Timothy laughed. ‘Not out of politeness, you can be sure! What I want from you, my jumped up little provincial, is the names of your ringleaders among the mob. If you have any trace of common sense, you’ll agree on the value of having every last one of them hanging from the city walls. Even with Heraclius running the Intelligence Bureau, there are some kinds of evidence you don’t leave lying about. When our Lord and Master gets back, we need the past day to look as much as possible like a spontaneous collapse of order. The only alternative is for you to carry the whole blame.’

Nicetas hit me again with his stick. ‘But keeping order is your job,’ he whined. ‘You can’t shuffle the responsibility for that on to me.
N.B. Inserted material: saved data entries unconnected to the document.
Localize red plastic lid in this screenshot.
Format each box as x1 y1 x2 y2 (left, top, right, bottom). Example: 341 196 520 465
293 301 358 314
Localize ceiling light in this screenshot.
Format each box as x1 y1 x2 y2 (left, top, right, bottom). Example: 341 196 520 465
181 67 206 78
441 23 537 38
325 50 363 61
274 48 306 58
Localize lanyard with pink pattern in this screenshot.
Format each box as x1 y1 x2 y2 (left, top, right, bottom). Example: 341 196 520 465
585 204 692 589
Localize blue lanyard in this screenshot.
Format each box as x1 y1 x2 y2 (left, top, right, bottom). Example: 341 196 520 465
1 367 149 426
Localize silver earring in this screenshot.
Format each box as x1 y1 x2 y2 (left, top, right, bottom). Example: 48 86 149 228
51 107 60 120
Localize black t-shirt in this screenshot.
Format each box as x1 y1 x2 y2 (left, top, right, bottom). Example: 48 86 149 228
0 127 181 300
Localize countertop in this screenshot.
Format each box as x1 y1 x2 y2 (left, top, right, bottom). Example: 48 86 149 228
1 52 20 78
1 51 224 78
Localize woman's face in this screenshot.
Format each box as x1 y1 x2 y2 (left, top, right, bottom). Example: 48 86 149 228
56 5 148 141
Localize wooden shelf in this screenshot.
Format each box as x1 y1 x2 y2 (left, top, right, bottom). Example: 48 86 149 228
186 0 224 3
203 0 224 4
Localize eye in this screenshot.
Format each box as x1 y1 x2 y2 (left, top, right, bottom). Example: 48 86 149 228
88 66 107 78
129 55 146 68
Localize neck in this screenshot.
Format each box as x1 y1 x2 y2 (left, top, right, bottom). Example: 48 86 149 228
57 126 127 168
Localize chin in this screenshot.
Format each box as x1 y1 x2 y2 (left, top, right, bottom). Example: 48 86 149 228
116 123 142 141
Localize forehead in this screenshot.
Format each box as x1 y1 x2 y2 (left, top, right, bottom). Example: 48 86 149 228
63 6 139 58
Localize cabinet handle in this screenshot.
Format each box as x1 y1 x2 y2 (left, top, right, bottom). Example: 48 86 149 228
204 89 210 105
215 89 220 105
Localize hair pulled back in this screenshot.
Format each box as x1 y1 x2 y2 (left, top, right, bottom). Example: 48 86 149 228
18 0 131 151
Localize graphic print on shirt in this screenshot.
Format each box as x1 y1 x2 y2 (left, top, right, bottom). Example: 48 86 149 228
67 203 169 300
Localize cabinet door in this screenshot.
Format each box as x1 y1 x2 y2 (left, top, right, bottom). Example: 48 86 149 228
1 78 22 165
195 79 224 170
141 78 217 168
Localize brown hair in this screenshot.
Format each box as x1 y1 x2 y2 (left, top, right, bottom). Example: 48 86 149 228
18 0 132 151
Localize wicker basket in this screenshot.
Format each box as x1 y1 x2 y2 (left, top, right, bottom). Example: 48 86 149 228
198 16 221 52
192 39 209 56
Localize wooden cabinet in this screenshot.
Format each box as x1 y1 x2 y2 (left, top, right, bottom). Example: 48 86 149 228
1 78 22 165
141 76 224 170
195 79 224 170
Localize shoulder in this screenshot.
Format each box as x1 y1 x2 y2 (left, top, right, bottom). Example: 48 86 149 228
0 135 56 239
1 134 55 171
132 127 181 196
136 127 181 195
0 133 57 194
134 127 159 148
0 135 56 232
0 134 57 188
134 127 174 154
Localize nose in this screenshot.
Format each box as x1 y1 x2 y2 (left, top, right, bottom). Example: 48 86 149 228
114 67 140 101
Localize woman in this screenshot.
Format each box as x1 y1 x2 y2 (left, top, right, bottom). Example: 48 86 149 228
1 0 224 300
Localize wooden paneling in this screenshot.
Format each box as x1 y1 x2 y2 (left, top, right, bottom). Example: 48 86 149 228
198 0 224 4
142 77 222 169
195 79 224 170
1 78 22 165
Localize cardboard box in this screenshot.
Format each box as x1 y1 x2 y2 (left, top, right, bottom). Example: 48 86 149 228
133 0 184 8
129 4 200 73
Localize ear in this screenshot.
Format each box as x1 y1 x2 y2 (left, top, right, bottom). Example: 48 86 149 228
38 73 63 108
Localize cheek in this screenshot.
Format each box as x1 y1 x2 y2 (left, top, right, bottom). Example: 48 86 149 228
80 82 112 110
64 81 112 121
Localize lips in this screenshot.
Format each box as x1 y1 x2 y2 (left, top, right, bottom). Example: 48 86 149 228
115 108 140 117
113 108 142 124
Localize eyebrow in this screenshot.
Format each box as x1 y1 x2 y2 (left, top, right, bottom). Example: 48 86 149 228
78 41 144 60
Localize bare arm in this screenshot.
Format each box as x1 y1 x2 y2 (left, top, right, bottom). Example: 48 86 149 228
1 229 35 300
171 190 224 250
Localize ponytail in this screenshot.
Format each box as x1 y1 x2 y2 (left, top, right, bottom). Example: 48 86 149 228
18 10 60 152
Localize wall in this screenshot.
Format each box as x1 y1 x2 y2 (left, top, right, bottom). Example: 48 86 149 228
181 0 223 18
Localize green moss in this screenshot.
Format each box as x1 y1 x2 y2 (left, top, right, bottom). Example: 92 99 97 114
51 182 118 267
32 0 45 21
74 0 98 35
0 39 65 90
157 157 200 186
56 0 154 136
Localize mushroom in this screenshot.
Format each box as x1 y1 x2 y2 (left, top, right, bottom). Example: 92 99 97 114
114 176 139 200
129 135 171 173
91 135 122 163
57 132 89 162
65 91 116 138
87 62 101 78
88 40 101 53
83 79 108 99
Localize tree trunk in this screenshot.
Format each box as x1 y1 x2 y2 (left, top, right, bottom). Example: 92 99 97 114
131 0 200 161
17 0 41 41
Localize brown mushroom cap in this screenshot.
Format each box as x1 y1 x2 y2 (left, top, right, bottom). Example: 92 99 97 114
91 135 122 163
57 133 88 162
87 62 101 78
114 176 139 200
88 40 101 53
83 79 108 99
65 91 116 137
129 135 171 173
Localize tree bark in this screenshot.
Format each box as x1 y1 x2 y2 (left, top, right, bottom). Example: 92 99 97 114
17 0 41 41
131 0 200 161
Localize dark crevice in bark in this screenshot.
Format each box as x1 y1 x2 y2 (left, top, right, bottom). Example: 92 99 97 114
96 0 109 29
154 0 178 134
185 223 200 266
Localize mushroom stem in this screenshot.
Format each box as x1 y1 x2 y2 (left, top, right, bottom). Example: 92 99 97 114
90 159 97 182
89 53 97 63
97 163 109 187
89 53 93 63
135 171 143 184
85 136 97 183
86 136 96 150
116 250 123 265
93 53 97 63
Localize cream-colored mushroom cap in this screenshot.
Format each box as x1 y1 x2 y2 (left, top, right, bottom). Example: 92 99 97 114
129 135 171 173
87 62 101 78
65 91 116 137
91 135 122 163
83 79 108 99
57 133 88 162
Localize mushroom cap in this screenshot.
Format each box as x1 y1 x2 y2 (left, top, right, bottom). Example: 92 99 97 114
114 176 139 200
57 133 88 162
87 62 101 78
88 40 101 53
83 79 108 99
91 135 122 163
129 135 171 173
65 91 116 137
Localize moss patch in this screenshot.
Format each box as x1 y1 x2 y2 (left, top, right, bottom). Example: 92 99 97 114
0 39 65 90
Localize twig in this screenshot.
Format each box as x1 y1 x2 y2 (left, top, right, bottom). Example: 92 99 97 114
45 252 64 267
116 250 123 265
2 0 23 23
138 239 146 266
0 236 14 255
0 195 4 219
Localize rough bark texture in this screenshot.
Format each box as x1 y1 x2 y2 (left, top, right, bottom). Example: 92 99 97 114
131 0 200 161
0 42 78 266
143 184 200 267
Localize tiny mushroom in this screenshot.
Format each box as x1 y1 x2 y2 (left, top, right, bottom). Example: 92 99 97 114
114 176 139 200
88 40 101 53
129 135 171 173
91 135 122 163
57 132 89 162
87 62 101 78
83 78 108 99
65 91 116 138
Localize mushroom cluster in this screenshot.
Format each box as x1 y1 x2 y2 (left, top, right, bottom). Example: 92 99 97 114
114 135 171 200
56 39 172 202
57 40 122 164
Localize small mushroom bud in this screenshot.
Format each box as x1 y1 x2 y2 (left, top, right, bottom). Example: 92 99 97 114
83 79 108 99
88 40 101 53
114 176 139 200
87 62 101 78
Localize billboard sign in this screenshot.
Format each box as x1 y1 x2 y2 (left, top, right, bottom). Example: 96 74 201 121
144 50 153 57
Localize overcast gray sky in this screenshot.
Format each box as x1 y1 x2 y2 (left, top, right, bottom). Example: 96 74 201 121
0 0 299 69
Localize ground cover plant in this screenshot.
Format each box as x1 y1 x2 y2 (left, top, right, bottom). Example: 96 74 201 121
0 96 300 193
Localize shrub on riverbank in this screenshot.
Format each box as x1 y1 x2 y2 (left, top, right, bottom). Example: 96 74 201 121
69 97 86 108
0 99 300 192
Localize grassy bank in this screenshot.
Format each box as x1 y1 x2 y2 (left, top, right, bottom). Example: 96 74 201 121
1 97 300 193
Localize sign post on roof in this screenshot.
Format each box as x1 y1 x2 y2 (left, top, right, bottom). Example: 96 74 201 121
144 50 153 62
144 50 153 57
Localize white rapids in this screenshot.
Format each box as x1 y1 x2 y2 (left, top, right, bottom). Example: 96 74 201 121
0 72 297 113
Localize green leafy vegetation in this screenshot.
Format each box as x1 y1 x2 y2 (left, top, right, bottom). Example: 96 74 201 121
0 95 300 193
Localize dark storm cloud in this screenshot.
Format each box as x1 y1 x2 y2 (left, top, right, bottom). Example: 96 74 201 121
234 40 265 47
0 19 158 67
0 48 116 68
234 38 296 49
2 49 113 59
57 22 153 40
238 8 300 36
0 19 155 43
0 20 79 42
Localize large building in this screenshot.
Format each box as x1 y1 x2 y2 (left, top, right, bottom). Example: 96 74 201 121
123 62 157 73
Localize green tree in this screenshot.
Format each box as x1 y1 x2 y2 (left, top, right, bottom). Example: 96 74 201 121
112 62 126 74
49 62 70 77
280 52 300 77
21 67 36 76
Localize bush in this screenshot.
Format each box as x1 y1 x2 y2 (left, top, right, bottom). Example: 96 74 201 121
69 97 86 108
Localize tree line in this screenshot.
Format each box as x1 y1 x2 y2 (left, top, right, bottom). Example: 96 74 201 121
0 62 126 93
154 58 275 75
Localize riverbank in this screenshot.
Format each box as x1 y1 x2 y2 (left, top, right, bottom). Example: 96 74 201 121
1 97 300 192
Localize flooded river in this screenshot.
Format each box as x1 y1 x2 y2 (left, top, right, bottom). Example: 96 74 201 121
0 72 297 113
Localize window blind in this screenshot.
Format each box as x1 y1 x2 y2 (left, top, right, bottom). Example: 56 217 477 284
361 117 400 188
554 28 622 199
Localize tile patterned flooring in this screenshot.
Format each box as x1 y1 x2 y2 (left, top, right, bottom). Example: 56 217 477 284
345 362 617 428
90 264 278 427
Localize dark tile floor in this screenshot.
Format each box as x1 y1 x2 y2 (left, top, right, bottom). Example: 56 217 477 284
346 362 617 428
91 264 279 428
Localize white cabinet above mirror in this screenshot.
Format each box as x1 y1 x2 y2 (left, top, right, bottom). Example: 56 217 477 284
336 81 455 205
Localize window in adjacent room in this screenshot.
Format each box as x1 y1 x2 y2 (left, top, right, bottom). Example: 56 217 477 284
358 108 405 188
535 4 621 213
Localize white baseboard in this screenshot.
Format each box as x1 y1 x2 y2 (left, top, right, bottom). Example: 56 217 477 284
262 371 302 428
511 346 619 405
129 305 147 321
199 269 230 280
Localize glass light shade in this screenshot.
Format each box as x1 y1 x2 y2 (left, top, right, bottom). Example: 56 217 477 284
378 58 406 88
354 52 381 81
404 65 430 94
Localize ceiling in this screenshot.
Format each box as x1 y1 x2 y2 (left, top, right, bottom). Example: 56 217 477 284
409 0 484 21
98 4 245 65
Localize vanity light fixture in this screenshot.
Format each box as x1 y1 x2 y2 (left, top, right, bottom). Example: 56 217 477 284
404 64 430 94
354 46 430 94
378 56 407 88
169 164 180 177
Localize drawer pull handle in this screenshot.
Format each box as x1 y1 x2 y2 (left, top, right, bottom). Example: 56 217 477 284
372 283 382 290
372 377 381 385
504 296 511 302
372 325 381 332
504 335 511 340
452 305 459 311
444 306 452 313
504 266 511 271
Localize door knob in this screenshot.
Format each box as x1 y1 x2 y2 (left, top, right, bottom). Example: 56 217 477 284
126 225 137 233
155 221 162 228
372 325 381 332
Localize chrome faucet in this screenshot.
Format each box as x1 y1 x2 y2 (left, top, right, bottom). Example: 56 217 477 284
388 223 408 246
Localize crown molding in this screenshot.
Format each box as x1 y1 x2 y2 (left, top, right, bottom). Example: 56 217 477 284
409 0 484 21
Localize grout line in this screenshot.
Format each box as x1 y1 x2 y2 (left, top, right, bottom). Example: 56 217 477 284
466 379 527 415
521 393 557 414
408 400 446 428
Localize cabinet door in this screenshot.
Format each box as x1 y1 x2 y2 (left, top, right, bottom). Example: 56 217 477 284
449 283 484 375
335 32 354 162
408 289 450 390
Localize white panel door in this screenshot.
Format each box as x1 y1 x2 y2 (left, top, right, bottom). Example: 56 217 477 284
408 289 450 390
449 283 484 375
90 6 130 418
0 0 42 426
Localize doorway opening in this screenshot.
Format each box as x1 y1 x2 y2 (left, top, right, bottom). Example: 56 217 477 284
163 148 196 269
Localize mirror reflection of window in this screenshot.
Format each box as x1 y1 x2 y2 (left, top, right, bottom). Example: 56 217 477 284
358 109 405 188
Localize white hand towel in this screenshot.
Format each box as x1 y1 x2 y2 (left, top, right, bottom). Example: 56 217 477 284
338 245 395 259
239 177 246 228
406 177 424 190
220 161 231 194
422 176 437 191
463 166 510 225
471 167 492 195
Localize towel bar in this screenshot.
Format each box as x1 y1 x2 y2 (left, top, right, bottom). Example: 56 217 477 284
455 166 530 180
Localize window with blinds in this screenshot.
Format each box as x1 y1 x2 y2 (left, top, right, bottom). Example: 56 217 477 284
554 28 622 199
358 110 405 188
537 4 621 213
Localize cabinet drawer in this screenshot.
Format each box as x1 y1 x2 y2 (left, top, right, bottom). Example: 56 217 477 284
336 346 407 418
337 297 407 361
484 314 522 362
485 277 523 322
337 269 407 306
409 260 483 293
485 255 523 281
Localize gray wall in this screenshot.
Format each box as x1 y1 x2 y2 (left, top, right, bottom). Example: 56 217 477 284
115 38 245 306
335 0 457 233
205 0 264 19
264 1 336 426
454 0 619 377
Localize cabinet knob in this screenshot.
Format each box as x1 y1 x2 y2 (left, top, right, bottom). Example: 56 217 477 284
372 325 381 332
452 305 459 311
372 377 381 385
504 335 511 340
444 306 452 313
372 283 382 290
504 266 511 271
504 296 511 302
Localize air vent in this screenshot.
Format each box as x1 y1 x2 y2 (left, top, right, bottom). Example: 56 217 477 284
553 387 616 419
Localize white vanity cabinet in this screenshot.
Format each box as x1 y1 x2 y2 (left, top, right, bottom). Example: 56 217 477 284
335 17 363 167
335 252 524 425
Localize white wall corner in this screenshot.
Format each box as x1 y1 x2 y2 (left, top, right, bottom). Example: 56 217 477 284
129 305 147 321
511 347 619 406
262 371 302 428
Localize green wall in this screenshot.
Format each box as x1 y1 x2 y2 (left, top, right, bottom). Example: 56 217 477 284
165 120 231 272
It was you who let the mob gather outside Alaric’s palace.’

Timothy laughed again, now with an unpleasantness that reminded me of Priscus. ‘Oh, I’ve got a signed note from silly Eunapius here, telling me to stand everyone down. I may get the sack for taking this as a direct order from you. But I’m presently only interested in keeping the head on my shoulders.’ I heard Eunapius scramble to his knees and begin a sobbing excuse — a piss-poor excuse, I’ll tell you it was: that sort of instruction he should have gone off to deliver in person.